2. They’re Not an Approved Vendor

There could be a legitimate reason they’re not approved at your bank, but if turns out you get stuck not only paying for tombstones out of your own pocket, but having to chase down other team members for their share as well, that won’t be much consolation.

On the other hand, it could be that the deal toy company has a lousy reputation—or no reputation. It could also be that they’ve been in business only slightly longer than the average food truck; and while they’re no doubt brimming with ideas and strategies on how you can help them get approved, do you really have time for that?

3. They Don’t Own the Process

Wait, didn’t you and your team just spend an inordinate amount of time and energy putting together a deal? Then why are you stuck taking the lead in the deal toy process? Wasn’t this supposed to be the fun part?

Make no mistake: most deal toy companies are grateful for any preliminary ideas and input you might have. The problem is one of degree.

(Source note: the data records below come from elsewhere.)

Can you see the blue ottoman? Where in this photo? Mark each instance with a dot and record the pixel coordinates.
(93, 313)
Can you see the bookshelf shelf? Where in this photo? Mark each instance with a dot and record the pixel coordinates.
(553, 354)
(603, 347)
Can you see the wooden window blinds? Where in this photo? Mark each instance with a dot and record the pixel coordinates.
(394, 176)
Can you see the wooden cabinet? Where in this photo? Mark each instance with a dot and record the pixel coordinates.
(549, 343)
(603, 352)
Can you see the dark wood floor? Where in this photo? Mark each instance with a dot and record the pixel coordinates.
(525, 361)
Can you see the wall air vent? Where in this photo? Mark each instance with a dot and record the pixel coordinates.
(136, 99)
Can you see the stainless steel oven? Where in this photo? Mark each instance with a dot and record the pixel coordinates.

The creative onus shouldn’t fall entirely—or even mostly—on you and your deal team. Why are you the only source of creative or original ideas on this project? For that matter, why are you the only one keeping tabs on your timeline for the dinner, and trying to move the process along?

4. They Don’t Respond to Your Calls/Emails

This is a classic, first-date danger sign; and if things start off rocky, how likely are they to improve over time?

If your deal toy company isn’t attentive to you at the outset of the process, how available will they make themselves if things were to go wrong? Exactly how long should you wait to find out? Until a snowstorm’s looming and your MD is demanding assurances that the deal gifts arrive in time for your dinner… in Cleveland… tomorrow? Or grilling you on why the piece is not only late but bears no resemblance to the artwork you had passed along?

Disaster doesn’t have to strike for this to become an issue. You’re accountable internally for the tombstone process; what are you going to do if no one’s being accountable to you?

5. They’re Clueless on Pricing

You’re in charge of the deal toy. You finally, at long last, have managed to get a consensus on a design. Everyone, including your MD, is fired up about seeing the designs… And then you get that sheepish message (usually delivered via email or voicemail to avoid a direct exchange) that goes something along the lines of: “I, we, just got pricing for that design you guys really liked. Uh, it looks like we can’t do it within your budget. Sorry, ‘bye”.

Welcome back to Square One. Now you just have to break the news to your deal team.

6. They Don’t Understand and/or Appreciate Your Timeline

“But you didn’t tell me you had a closing dinner!”

These are words you really don’t want to hear.

…and you shouldn’t. So unless you were just informed that the closing dinner is in Kuala Lumpur next Tuesday—in which case you have a rush situation on your hands and there are options that should immediately be laid out for you—your deal toy company should never—ever be blindsided by a deadline. Knowing your deadlines, and when (and where) you may have a closing dinner, should have been a crucial part of logistical planning from the outset (and should, in fact, have shaped the very designs you were shown).

Timing shouldn’t be an afterthought.

7. They’re Clearly Pushing One Material

Be leery of any deal toy company whose website, marketing materials—or suggested designs—steer you almost exclusively to some pet material.

There’s a strong possibility that their all-purpose solution won’t be the best choice for your tombstone—from either a cost or aesthetic perspective.

David Parry is the Director of Digital Strategy at The Corporate Presence.